このチュートリアルでは、ヒストグラムと密度プロットについて学習します。
notebookのセットアップ
いつものように、コーディング環境の設定から始めます。
setup
import pandas as pd
pd.plotting.register_matplotlib_converters()
import matplotlib.pyplot as plt
%matplotlib inline
import seaborn as sns
print("Setup Complete")
Setup Complete
データセットの選択
3つの異なる種類のアヤメ(Iris setosa、 Iris versicolor、 Iris virginica)からそれぞれ50個ずつ、合計150種類の花のデータを扱います。
データをロードして調べる
データセットの各行は異なる花に対応しています。測定値は4つあります:萼片の長さと幅、花弁の長さと幅。対応する種を追跡します。
# Path of the file to read
iris_filepath = "../input/iris.csv"
# Read the file into a variable iris_data
iris_data = pd.read_csv(iris_filepath, index_col="Id")
# Print the first 5 rows of the data
iris_data.head()
Sepal Length (cm) | Sepal Width (cm) | Petal Length (cm) | Petal Width (cm) | Species | |
---|---|---|---|---|---|
Id | |||||
1 | 5.1 | 3.5 | 1.4 | 0.2 | Iris-setosa |
2 | 4.9 | 3.0 | 1.4 | 0.2 | Iris-setosa |
3 | 4.7 | 3.2 | 1.3 | 0.2 | Iris-setosa |
4 | 4.6 | 3.1 | 1.5 | 0.2 | Iris-setosa |
5 | 5.0 | 3.6 | 1.4 | 0.2 | Iris-setosa |
ヒストグラム
アヤメの花びらの長さがどのように変化するかを見るためのヒストグラムを作成します。これはsns.histplot
コマンドで実行できます。
# Histogram
sns.histplot(iris_data['Petal Length (cm)'])
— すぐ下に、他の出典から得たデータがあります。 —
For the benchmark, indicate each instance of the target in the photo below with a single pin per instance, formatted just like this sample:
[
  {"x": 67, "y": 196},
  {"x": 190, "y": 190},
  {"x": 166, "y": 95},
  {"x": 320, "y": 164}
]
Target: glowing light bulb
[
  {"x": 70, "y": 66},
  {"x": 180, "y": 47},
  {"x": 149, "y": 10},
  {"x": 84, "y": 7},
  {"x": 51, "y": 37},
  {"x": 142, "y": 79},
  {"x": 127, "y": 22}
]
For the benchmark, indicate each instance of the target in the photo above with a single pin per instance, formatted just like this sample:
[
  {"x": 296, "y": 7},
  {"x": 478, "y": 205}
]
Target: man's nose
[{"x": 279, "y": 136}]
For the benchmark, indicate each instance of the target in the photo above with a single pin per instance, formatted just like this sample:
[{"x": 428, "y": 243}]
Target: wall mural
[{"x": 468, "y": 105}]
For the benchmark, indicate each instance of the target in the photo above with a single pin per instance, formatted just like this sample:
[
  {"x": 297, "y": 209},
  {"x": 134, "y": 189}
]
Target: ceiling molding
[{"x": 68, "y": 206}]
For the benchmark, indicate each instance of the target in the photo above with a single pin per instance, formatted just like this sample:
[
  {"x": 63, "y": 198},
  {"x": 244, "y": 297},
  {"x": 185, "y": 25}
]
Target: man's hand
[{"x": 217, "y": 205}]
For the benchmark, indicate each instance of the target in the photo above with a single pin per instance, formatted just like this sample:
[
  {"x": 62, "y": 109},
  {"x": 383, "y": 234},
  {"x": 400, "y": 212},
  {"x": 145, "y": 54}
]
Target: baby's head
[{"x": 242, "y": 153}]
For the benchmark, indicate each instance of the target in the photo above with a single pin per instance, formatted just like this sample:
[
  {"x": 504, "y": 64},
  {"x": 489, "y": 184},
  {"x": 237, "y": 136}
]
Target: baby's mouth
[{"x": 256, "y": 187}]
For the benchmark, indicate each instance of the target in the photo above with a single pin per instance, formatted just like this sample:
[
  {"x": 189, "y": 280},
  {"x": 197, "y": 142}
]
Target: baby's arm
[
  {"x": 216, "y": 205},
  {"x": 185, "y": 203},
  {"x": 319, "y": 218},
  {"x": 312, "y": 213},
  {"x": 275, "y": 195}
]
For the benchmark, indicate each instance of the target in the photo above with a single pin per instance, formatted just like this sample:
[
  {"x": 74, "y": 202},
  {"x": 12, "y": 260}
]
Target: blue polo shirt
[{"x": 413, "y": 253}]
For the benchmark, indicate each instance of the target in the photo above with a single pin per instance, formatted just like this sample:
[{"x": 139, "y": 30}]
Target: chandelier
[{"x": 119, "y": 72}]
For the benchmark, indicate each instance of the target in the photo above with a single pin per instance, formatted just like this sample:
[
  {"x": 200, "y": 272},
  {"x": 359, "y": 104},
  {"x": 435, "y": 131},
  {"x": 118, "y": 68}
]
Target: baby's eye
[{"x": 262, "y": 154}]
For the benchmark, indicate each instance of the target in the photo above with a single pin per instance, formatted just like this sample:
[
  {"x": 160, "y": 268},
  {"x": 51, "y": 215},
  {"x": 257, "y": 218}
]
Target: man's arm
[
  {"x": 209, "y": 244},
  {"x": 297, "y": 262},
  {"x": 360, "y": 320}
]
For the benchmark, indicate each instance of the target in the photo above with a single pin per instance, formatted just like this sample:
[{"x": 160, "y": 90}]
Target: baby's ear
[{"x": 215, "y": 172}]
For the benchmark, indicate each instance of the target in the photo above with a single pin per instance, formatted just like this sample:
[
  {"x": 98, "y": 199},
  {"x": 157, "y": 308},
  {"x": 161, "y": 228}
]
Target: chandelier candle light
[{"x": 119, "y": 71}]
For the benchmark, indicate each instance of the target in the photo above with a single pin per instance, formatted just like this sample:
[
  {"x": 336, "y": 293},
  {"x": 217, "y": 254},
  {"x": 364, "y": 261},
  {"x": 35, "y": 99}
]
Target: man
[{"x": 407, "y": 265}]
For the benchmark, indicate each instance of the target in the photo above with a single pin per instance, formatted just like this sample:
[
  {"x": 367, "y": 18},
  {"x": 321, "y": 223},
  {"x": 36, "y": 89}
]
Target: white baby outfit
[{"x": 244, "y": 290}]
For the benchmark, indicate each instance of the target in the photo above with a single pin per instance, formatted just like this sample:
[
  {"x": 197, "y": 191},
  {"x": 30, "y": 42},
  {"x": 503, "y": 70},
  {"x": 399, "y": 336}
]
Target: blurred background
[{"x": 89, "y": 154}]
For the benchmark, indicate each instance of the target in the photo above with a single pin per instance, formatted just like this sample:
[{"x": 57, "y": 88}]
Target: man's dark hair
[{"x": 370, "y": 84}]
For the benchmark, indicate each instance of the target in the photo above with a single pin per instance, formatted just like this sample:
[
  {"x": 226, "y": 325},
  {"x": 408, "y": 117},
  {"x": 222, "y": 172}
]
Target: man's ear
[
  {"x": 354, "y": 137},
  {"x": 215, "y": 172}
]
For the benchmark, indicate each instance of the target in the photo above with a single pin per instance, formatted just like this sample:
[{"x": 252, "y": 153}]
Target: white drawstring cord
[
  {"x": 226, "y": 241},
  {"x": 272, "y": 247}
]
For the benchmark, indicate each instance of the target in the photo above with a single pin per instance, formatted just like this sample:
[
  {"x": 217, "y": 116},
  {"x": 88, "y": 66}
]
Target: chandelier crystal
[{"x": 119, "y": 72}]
<AxesSubplot:xlabel='Petal Length (cm)', ylabel='Count'>
上記のコードではプロットする列をコマンドに指定する必要がありました。(この場合は、Petal Length (cm)
を選択しました。)
密度プロット
次のタイプのプロットは、カーネル密度推定(kernel density estimate (KDE) )といいます。KEDプロットに詳しくない場合はこれを滑らかなヒストグラムとして考えることができます。
KEDプロットを作成するには、sns.kdeplot
コマンドを使用します。shade=True
に設定すると、曲線の下の領域に色が付きます(data=
はプロットする列を選択します)。
# KDE plot
sns.kdeplot(data=iris_data['Petal Length (cm)'], shade=True)
/opt/conda/lib/python3.7/site-packages/ipykernel_launcher.py:2: FutureWarning:
`shade` is now deprecated in favor of `fill`; setting `fill=True`.
This will become an error in seaborn v0.14.0; please update your code.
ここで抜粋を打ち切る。